Lady Georgina flew to unlock the door. Rowton came back bearing a small case in his hand. He touched the spring, and the case flew open. An enormous diamond of the purest water, but in colour as black as coal, lay on its satin bed within. The diamond was set in heavy gold, to which a pin was attached; and the gem was evidently meant to be worn in the hair. Without a word, but nevertheless with fingers which slightly trembled, Rowton lifted the treasure from its bed, and placed it in his wife’s powdered locks.
“There,” he said, “come and see yourself once again in the glass. I guessed that this queer stone would fit you to perfection. You are so fair that the sort of devildom of the thing comes out all the better from contrast.”
“Upon my word, that diamond looks almost uncanny,” cried Lady Georgina. “What possessed you to get it for your wife?”
“Because of its rarity, and because I am rather fond of the uncanny,” said Rowton, with a slight laugh. “The price of this gem, like a good woman, is above rubies.”
“Well, it certainly is magnificent,” said Lady Georgina. “It will be remarked by everyone in the room.”
“Why not? I mean it to be,” answered Rowton.
“Those tiresome burglars who are hovering round the neighbourhood had better not get wind of it,” continued Lady Georgina. “If they do, they are certain to have a try for this house and its treasures.”

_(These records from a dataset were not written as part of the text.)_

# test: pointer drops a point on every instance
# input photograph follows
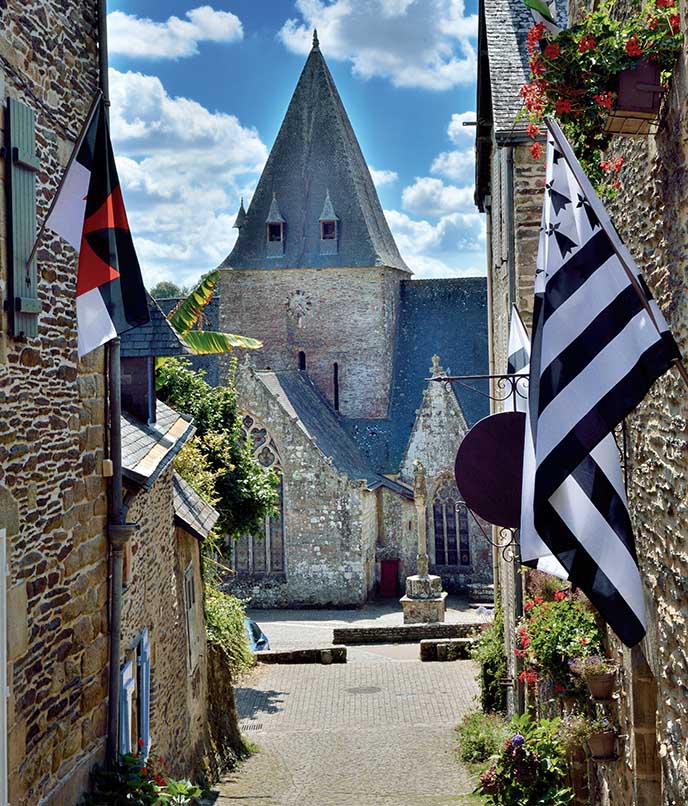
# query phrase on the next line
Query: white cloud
(431, 197)
(383, 177)
(181, 182)
(413, 43)
(129, 35)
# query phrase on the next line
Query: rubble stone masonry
(52, 437)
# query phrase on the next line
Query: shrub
(480, 736)
(225, 627)
(530, 769)
(490, 653)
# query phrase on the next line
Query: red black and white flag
(89, 214)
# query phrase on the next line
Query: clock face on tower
(298, 305)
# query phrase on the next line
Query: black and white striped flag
(599, 343)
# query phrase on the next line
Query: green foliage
(166, 289)
(480, 736)
(187, 320)
(225, 627)
(244, 491)
(133, 780)
(530, 769)
(574, 75)
(554, 633)
(489, 651)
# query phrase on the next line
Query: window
(191, 616)
(275, 232)
(262, 554)
(451, 527)
(328, 230)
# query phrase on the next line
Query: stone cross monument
(424, 600)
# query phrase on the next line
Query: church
(340, 400)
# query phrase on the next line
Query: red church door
(389, 575)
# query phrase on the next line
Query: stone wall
(154, 599)
(326, 543)
(347, 316)
(52, 494)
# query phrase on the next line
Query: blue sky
(199, 91)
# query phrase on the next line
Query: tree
(166, 289)
(245, 492)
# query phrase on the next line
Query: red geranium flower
(633, 47)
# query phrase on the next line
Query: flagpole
(620, 248)
(75, 151)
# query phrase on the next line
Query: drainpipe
(119, 532)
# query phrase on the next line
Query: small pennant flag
(544, 11)
(89, 214)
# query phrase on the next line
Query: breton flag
(599, 344)
(518, 363)
(88, 213)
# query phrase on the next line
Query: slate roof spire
(316, 149)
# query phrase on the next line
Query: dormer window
(275, 230)
(329, 229)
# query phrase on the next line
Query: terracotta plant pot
(602, 745)
(601, 685)
(638, 100)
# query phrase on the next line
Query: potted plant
(598, 672)
(602, 77)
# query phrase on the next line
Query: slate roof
(190, 511)
(147, 449)
(299, 397)
(506, 27)
(157, 338)
(446, 317)
(316, 151)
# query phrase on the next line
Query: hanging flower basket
(638, 98)
(602, 745)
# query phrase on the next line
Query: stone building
(54, 603)
(338, 399)
(649, 213)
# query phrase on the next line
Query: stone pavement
(368, 733)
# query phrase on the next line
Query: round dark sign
(489, 468)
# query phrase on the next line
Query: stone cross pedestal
(424, 600)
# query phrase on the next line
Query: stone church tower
(338, 398)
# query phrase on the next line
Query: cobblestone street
(375, 731)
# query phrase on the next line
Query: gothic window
(262, 554)
(450, 526)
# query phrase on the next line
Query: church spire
(315, 149)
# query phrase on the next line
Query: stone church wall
(330, 315)
(52, 494)
(154, 599)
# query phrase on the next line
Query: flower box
(601, 685)
(638, 100)
(602, 745)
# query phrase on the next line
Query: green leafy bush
(244, 492)
(480, 736)
(225, 627)
(489, 651)
(530, 769)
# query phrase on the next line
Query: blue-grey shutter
(23, 164)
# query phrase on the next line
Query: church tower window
(262, 554)
(452, 545)
(329, 228)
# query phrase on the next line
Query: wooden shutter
(22, 165)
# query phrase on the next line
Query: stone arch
(449, 526)
(263, 554)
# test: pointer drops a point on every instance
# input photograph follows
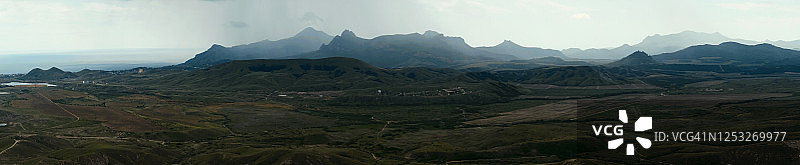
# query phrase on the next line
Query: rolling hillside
(306, 40)
(430, 49)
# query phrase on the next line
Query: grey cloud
(311, 19)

“I am afraid that fact will not prevent Nance from wearing her husband’s present,” said the master of the Heights in a careless tone. “It sends out queer rays, does it not?—rays not of day but night.”
“Adrian, I am half afraid of it,” said Nance.
She put up her hand, took the pin from her hair, and looked at the sparkling dark gem with a frightened expression on her face.
“You poor dear little mass of superstition,” said Rowton; “what can there be to frighten you in your husband’s present?”
“Not in your present,” she answered, “only I wish it were not black.”
“Wear it for my sake, sweetheart,” he said. “I have taken a fancy to it. It has a queer incomprehensible look. You take my fancy in it.” He sank his voice as he spoke until it thrilled with suppressed passion.
“Then I will wear it gladly for you,” she said in as low a whisper.
Lady Georgina turned and walked to the window.
“It is tiresome sometimes being in the room alone with such a pair of crazy lovers,” she murmured to herself.
Aloud, she said, after a moment’s pause, turning and speaking to Rowton:
“Have you ever heard of the Silver Mob?”
“The Silver Mob!” he replied. “No, I can’t say that I have. Who are they? What are they?”
“A notorious gang of burglars. They say that the robberies in this neighbourhood are being committed by them.”